LONDON: I believe that giant commodities trader Glencore International (GLEN -0.17%) and mining leviathan Xstrata (LSE: XTA) are well-positioned to tread higher now that their protracted merger has received final approval.
Commodity prices remain extremely volatile given enduring uncertainty surrounding the macroeconomic environment, as recent swings in the gold price has demonstrated. Meanwhile, a number of metals markets are also facing the prospect of worsening oversupply in coming years, threatening the profitability of mining companies across the globe.
Despite this, I reckon that the tie-up between the two firms -- which is set for completion next month -- should yield exciting returns for investors, as cash flow balloons and earnings look set to march higher.
Company tie-up given final green light
Earlier this month, the companies received approval from China's regulator, MOFCOM, to complete their protracted tie-up that dates back to February 2012, with the sales process required to get under way within three months from mid-April. Glencore is expected to pay in the region of $30bn to complete the deal.
As part of the deal, Glencore will be asked to relinquish its stake in the Las Bambas copper project in Peru -- in which Xstrata is a key player in the site's development -- before the end of September next year, subject to a minimum price. This is likely to bolster the group's already-hefty cash pile to the tune of at least $5bn, according to industry estimates, easing any potential balance sheet pressure in the event of waning commodities demand.

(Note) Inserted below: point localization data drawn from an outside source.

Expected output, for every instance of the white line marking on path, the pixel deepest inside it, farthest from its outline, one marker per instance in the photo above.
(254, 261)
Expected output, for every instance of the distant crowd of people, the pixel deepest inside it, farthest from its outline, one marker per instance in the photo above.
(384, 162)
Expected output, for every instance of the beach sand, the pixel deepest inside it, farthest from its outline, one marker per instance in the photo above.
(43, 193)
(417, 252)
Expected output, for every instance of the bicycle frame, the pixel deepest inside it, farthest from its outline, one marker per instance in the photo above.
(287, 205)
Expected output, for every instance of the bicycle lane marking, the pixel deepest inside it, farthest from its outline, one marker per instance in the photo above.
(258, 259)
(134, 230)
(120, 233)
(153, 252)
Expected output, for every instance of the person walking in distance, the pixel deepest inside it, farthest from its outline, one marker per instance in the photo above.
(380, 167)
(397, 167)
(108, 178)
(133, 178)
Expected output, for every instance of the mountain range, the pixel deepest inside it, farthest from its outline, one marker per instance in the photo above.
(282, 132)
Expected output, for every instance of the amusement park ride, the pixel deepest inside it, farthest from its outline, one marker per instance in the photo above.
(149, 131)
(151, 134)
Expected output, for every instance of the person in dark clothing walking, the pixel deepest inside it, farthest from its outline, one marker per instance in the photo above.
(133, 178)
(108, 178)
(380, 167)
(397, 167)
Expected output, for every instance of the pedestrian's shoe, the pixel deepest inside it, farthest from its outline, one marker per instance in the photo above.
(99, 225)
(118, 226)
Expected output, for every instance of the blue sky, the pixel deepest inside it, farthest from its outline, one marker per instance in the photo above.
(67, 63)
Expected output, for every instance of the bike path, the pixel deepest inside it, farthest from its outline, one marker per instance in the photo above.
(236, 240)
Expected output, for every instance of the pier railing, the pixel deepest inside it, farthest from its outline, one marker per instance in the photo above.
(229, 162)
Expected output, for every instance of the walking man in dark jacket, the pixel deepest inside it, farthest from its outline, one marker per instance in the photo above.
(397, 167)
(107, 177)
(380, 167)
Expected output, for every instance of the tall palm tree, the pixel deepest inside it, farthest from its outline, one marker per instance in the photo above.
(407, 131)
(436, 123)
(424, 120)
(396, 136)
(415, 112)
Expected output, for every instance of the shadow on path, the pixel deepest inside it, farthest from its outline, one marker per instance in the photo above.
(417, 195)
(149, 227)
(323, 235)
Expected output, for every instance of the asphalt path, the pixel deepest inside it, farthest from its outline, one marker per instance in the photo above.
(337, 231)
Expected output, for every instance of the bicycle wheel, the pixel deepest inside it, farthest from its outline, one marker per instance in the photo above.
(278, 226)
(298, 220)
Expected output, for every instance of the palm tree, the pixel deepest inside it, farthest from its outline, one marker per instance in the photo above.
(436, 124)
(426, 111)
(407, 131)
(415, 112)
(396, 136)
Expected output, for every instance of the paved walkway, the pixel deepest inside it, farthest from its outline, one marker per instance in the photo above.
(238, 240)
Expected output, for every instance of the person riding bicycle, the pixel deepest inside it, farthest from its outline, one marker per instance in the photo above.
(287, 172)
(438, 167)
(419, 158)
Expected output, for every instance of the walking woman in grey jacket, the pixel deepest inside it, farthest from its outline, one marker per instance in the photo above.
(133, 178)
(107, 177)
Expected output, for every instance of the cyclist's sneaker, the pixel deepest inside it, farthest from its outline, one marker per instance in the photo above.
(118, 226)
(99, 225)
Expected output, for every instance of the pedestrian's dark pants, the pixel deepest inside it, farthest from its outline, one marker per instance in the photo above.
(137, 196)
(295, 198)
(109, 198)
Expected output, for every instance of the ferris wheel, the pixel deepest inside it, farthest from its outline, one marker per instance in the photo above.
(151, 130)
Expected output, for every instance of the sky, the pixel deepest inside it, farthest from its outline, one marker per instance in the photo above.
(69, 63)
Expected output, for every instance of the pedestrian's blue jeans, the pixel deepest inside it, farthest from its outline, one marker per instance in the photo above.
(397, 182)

As well, the ruling also requires the enlarged group to supply commodities-thirsty China with copper, zinc, and lead concentrate for an eight-year period, dating back to the start of 2013, with minimum copper shipments of 900,000 tonnes per annum attached to the deal.
Revenues and profit anticipated to climb
According to Liberum Capital, revenues from the combined group would rise 6.2% in 2013, to £261.3bn, driving attributable profit 5.5% higher to £5.8bn, and are expected to accelerate over the medium term. The broker has pencilled in turnover growth of 6.4%, to £278bn in 2013, and 1.5% to £282.1bn in 2014, driving adjusted profit 39.2% and 8.7% higher for these years, to £8bn and £8.7bn.
Recent heavy weakness in the share prices of both companies provides an excellent buying opportunity, in my opinion, underlined by Liberum's P/E estimates for coming years. A reading of 11.2 for 2013 is expected to fall to 8.1 and 7.4 for 2014 and 2015, respectively, according to the broker, and compares extremely favourably with a forward earnings multiple of 13.4 for the whole mining sector.